As a means of de-stressing, the use of relaxation techniques is highly recommended. Mindfulness meditation, for instance, has been demonstrated to help people with chronic insomnia get a better night’s rest and feel less agitated during the day.
Dr. Christian Drerup says that various forms of relaxation, such as progressive muscle relaxation and guided imagery, help induce a calm state of mind that makes it easier to go off to sleep. The stress response is countered by inducing the relaxation response.
Playing a continuous soundtrack of noise might be a stress reliever for some. Air conditioning, fans, and other noise-generating appliances and apps are all viable solutions. Both white noise and colored noises like pink noise are common, as are sounds of nature.
A former patient of Dr. Drerup’s appreciated techno music because “the beat helped them fall asleep.” “Most people would find that weird, but they put a lot of emphasis on keeping the beat steady. They were able to calm down thanks to it.
Be careful with your diet.
You are what you eat, and your diet may have an impact on your quality of rest. According to Dr. Drerup, “what we eat might affect both the quality and duration of our sleep.” As an example, eating spicy food before bed might increase the discomfort of acid reflux and lead to heartburn.
Caffeine, a component of foods like coffee and chocolate, is widely known for its ability to maintain alertness. Since its effects wear off within five to seven hours, Dr. Drerup advises his patients to stop drinking caffeine around noon.
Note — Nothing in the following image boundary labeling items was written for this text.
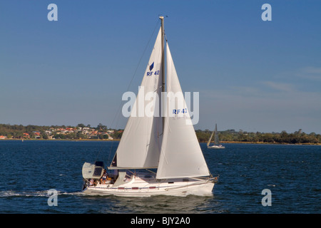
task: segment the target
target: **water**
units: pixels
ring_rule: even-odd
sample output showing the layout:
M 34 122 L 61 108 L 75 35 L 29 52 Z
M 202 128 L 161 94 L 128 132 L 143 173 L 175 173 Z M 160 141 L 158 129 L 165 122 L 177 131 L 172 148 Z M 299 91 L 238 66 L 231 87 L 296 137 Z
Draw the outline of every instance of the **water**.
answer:
M 83 162 L 111 160 L 117 145 L 106 141 L 0 141 L 0 213 L 321 212 L 321 146 L 225 144 L 225 150 L 210 150 L 201 143 L 211 173 L 220 175 L 213 197 L 81 194 Z M 48 204 L 50 189 L 58 191 L 56 207 Z M 264 189 L 272 192 L 271 206 L 262 205 Z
Important parts of a balanced diet are also helpful for our quality of sleep. Dr. Jerrold Drerup warns that a diet heavy in sugar, saturated fat, and processed carbs might cause sleep disruptions. There appears to be a reverse effect from eating more plant-based meals, fiber, and unsaturated fats.
You might think that a couple drinks will help you nod off faster, but alcohol really has the opposite effect.
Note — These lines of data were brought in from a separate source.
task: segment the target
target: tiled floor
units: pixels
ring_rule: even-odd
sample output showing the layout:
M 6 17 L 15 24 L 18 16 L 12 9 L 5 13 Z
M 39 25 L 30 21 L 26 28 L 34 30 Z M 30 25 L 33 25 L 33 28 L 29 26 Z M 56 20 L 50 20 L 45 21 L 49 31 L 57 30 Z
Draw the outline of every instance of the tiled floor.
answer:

After the effects of alcohol wear off, people may be roused from deeper, more restorative stages of sleep, as noted by Dr. Drerup. There’s evidence that it can make sleep apnea even more severe. It may make you more likely to experience such phenomena as sleepwalking, sleeptalking, and frequent nightmares. The potential for harm is high.
The melatonin might help.
The pineal gland in your brain produces melatonin, a hormone that is sensitive to light. This gland responds to darkness by secreting melatonin, and it responds to light by stopping production. As a result, melatonin plays an important role in regulating the body’s 24-hour sleep-wake cycle.
Studies have revealed that light has an effect on sleep start and melatonin production, as Dr. Drerup explains.
Melatonin is a hormone produced naturally by the body, but it can also be taken as a supplement. It could be helpful for those who have problems falling asleep quickly. Dr. Drerup argues that melatonin is most effective for those with a delayed circadian rhythm. So, a person who prefers to spend their time awake late at night. Even though they would rather stay up late and sleep in, they may have to get up early for work, school, or other obligations.
When to get help for sleeplessness
Excessive, ongoing daytime sleepiness is a red flag that you may require assistance. According to Dr. Drerup, “when we’re talking specifically about chronic insomnia, it’s where you’re having this trouble at least three times a week.” And it’s having a negative effect during the day.
That could be due to daytime sleepiness or another factor. “Perhaps you’re thinking, ‘I just don’t have any pep in my step. I can’t seem to get my mind off other things. Warning indicators include recognizing that you didn’t get enough sleep the night before and that this is having an effect on how you feel during the day.
Your doctor will know what course of action is best in this situation. Both the American Academy of Sleep Medicine and the American College of Family Physicians advise exploring behavioral modification techniques before resorting to medication.